Technical architecture

Ben Fradet edited this page May 15, 2017 · 38 revisions
Clone this wiki locally

Snowplow has a very different architecture from conventional open-source web analytics packages such as Piwik or Open Web Analytics. Where those packages are built on a tightly-coupled LAMP stack, Snowplow has a loosely-coupled architecture which consists of six sub-systems:


To briefly explain these sub-systems:

  • Trackers fire Snowplow events. Currently we have 12 trackers, covering web, mobile, desktop, server and IoT. (For more information see the trackers section of the repository). Additionally, webhooks allow third-party software to send their own internal event streams to Snowplow Collectors for further processing. Webhooks are sometimes referred to as "streaming APIs" or "HTTP response APIs".
  • Collectors receive Snowplow events from trackers. Currently we have three different event collectors, sinking events either to Amazon S3 or Amazon Kinesis, namely a CDN-based Cloudfront Collector on Amazon CloudFront, a collector that sets a third party pixel for cross-domain tracking called the Clojure Collector, and a Scala Stream Collector which sets a third-party cookie for cross-domain tracking.
  • Enrichment cleans up the raw Snowplow events, enriches them and puts them into storage. Currently we have a Spark-based enrichment process, and a Kinesis-based process.
  • Storage is where the Snowplow events live. Currently we store the Snowplow events in an S3, Amazon Redshift and PostgreSQL.
  • Data modeling is where event-level data is joined with other data sets and aggregated into smaller data sets, and business logic is applied. This produces a clean set of tables which make it easier to perform analysis on the data. We have data models for Redshift and Looker.
  • Analytics are performed on the Snowplow events or on the aggregate tables. We currently have an online cookbook of ad hoc analyses that work with Redshift, Postgres and Hive. We also have data models for Looker in LookML.

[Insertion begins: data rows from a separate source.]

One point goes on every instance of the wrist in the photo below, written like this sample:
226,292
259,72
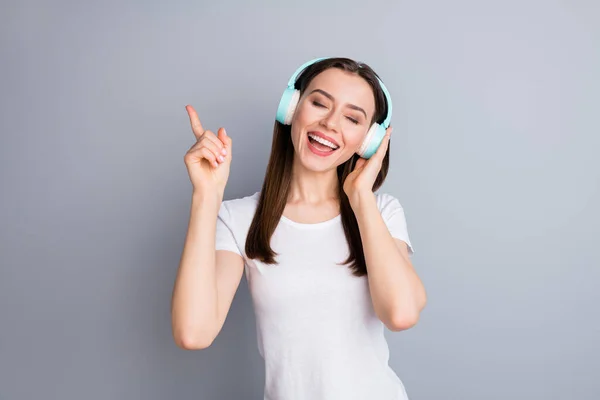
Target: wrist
360,200
207,199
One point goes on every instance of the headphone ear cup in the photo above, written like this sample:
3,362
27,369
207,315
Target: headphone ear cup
371,141
287,105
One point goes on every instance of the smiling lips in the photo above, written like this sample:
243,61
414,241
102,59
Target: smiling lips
320,144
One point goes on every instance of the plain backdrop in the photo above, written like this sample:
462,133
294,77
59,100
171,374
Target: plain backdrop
493,156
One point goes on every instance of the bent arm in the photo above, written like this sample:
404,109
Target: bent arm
206,279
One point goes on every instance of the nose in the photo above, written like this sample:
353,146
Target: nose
330,121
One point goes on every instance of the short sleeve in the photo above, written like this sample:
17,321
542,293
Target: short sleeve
225,238
393,215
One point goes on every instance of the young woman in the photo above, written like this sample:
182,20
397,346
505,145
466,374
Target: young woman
326,258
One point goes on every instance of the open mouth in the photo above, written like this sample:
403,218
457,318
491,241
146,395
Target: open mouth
321,146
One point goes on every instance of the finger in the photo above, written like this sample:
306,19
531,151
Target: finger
376,160
360,163
227,142
223,137
214,148
209,136
195,122
208,155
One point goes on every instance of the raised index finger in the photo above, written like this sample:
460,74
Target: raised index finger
195,121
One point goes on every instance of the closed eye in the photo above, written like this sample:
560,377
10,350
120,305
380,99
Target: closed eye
317,104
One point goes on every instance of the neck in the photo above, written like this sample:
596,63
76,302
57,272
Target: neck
312,187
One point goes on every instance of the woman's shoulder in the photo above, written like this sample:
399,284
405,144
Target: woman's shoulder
241,205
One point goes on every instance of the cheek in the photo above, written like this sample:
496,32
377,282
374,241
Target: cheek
353,138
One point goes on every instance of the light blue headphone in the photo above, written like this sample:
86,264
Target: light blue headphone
289,101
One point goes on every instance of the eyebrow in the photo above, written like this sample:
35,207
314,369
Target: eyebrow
330,97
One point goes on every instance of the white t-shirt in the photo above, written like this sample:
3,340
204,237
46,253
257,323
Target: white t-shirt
317,330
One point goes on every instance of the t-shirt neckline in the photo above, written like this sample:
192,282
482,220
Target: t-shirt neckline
321,224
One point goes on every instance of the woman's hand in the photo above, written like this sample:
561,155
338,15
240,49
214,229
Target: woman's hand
208,161
360,181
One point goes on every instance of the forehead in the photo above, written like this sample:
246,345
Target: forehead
345,87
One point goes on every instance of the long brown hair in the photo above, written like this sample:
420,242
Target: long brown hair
275,189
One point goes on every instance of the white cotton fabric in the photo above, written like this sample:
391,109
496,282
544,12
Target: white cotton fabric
317,331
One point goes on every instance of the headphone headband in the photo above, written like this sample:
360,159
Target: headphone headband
292,83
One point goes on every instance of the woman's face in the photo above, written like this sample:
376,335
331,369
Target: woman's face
337,106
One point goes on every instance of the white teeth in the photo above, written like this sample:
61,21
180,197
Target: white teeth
323,141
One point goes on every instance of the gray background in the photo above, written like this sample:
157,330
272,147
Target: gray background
493,158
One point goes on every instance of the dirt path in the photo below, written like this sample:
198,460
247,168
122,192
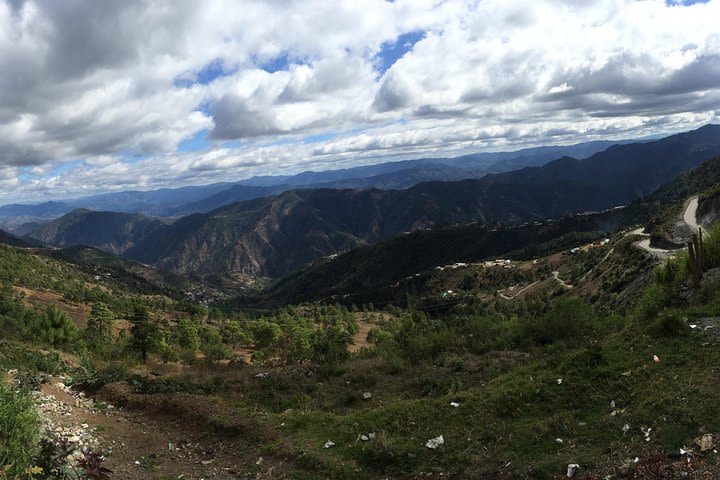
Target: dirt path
690,215
137,445
512,289
560,280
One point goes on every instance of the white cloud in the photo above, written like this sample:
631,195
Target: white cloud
92,84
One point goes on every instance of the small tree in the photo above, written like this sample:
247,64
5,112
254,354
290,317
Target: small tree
145,335
98,333
265,332
187,334
56,327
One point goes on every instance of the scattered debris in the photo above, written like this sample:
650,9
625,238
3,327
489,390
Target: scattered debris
705,442
434,443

In the rest of this page we explain our rationale for this architecture, map out the specific technical components and finally flag up the strengths and limitations of this architecture.

Rationale for architecture

Snowplow's distinctive architecture has been informed by a set of key design principles:

  1. Extreme scalability - Snowplow should be able to scale to tracking billions of customer events without affecting the performance of your client (e.g. website) or making it difficult to subsequently analyse all of those events
  2. Permanent event history - Snowplow events should be stored in a simple, non-relational, immutable data store
  3. Direct access to individual events - you should have direct access to your raw Snowplow event data at the atomic level
  4. Separation of concerns - event tracking and event analysis should be two separate systems, only loosely-coupled
  5. Support any analysis - Snowplow should make it easy for business analysts, data scientists and engineers to answer any business question they want, using as wide a range of analytical tools as possible

Technical strengths

The Snowplow approach has several technical advantages over more conventional web analytics approaches. In no particular order, these advantages are:

  • Scalable, fast tracking - using CloudFront for event tracking reduces complexity and minimizes client slowdown worldwide
  • Never lose your raw data - your raw event data is never compacted, overwritten or otherwise corrupted by Snowplow
  • Direct access to events - not intermediated by a third-party vendor, or a slow API, or an interface offering aggregates only
  • Analysis tool agnostic - Snowplow can be used to feed whatever analytics process you want (e.g. Hive, R, Pig, Sky EQL)
  • Integrable with other data sources - join Snowplow data into your other data sources (e.g. ecommerce, CRM) at the event level
  • Clean separation of tracking and analysis - new analyses will not require re-tagging of your site or app

Technical limitations

The current Snowplow architecture, tightly coupled as it is to Amazon CloudFront and S3, has some specific limitations to consider:

  • Not real-time - CloudFront takes 20-60 minutes to collate logs from its edge nodes, so real-time analytics are not feasible. In addition the enrichment process is batch-based, rather than stream-based
  • Data payload limited by querystring length - Snowplow data logged via a GET querystring could potentially hit the de facto 2000 character URL length limit

For more information on these limitations, please see the Technical FAQ.

However, the limitations above have been lifted with the release of Scala Stream Collector and Stream Enrich, both of which are Amazon Kinesis-based. Additionally, both Scala Stream Collector and Clojure Collector support POST queries, which can potentially accommodate unlimited data size.